La leadership militare ha promulgato una norma che impedisce la candidatura di quanti hanno riportato condanne penali. Essa è inserita nella Political Parties Registration Law, l’insieme di leggi che regolerà il voto. I partiti hanno 60 giorni di tempo per la registrazione. Le elezioni un pretesto per rafforzare il potere della dittatura.
Yangon (AsiaNews/Agenzie) – La giunta militare birmana ha promulgato una norma che esclude Aung San Suu Kyi, leader dell’opposizione democratica, dalle prossime elezioni politiche. La legge impedisce la candidatura di chi ha subito una condanna penale. È la seconda volta che la leadership militare promulga una direttiva ritagliata “su misura” per la Nobel per la pace: in passato la “Signora” è stata esclusa da cariche pubbliche per una clausola presente nella Costituzione, che vieta incarichi a persone con coniuge straniero.
 
Aung San Su Kyi ha trascorso 14 degli ultimi 20 anni agli arresti con varie accuse; un pretesto per escluderla dalla guida del Paese, dopo le elezioni del 1990 vinte a larga maggioranza dalla Lega nazionale per la democrazia (Nld).

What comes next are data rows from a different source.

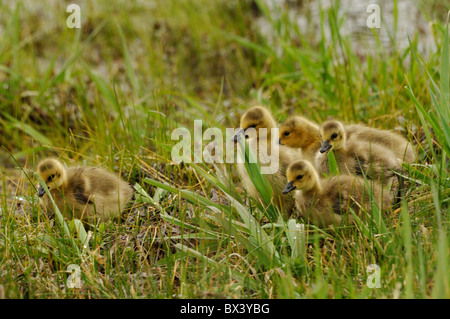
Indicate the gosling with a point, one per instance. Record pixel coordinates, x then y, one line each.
388 139
82 192
252 125
299 132
326 201
355 156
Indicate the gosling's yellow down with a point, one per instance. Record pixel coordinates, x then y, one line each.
355 156
326 201
82 192
252 125
299 132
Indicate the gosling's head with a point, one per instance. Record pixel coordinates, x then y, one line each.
252 121
52 172
333 136
301 175
297 131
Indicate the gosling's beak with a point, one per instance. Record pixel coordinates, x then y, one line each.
289 187
238 135
41 191
325 146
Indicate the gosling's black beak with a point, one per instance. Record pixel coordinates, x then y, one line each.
289 187
238 135
325 146
41 191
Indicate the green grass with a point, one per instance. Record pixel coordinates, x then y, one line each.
111 93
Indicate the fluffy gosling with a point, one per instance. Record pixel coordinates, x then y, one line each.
299 132
326 201
355 156
82 192
251 123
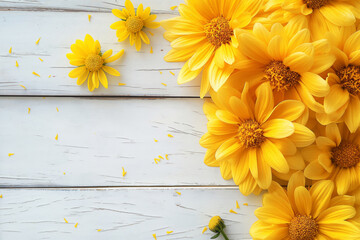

La giunta militare l’8 marzo scorso ha avviato la pubblicazione della Political Parties Registration Law, la normativa che regolamenterà la partecipazione alle prossime elezioni politiche in programma nel 2010, anche se ad oggi non è stata fissata una data precisa.
 
La norma diffusa oggi sembra studiata appositamente per escludere la Nobel per la pace, agli arresti domiciliari, dal voto. Ora il suo partito deve affrontare una dura scelta: espellere la leader e partecipare alla competizione elettorale; respingere al mittente il ricatto della giunta e non prendere parte al voto.
 
Nyan Win, portavoce della Nld, conferma che “dobbiamo espellere la Signora” e si dice “estremamente sorpreso” dal regolamento: “non pensavo sarebbe stata così dura”. La norma esclude chiunque sia stato condannato in tribunale, i membri degli ordini religiosi e i funzionari pubblici dall’aderire a partiti politici. Gli schieramenti hanno 60 giorni di tempo – a partire dall’8 marzo scorso – per la registrazione al Comitato elettorale, la cui nomina è nelle mani della giunta militare.
 
La direttiva emanata dai militari è un autentico schiaffo in faccia a Stati Uniti, Unione europea e Asean – l’associazione che riunisce i Paesi del Sud-est Asiatico – i quali avevano invocato elezioni “inclusive”, garantendo a tutti la partecipazione. Secondo i critici il voto indetto dalla giunta servirà solo a rafforzare il potere nelle mani della leadership di governo.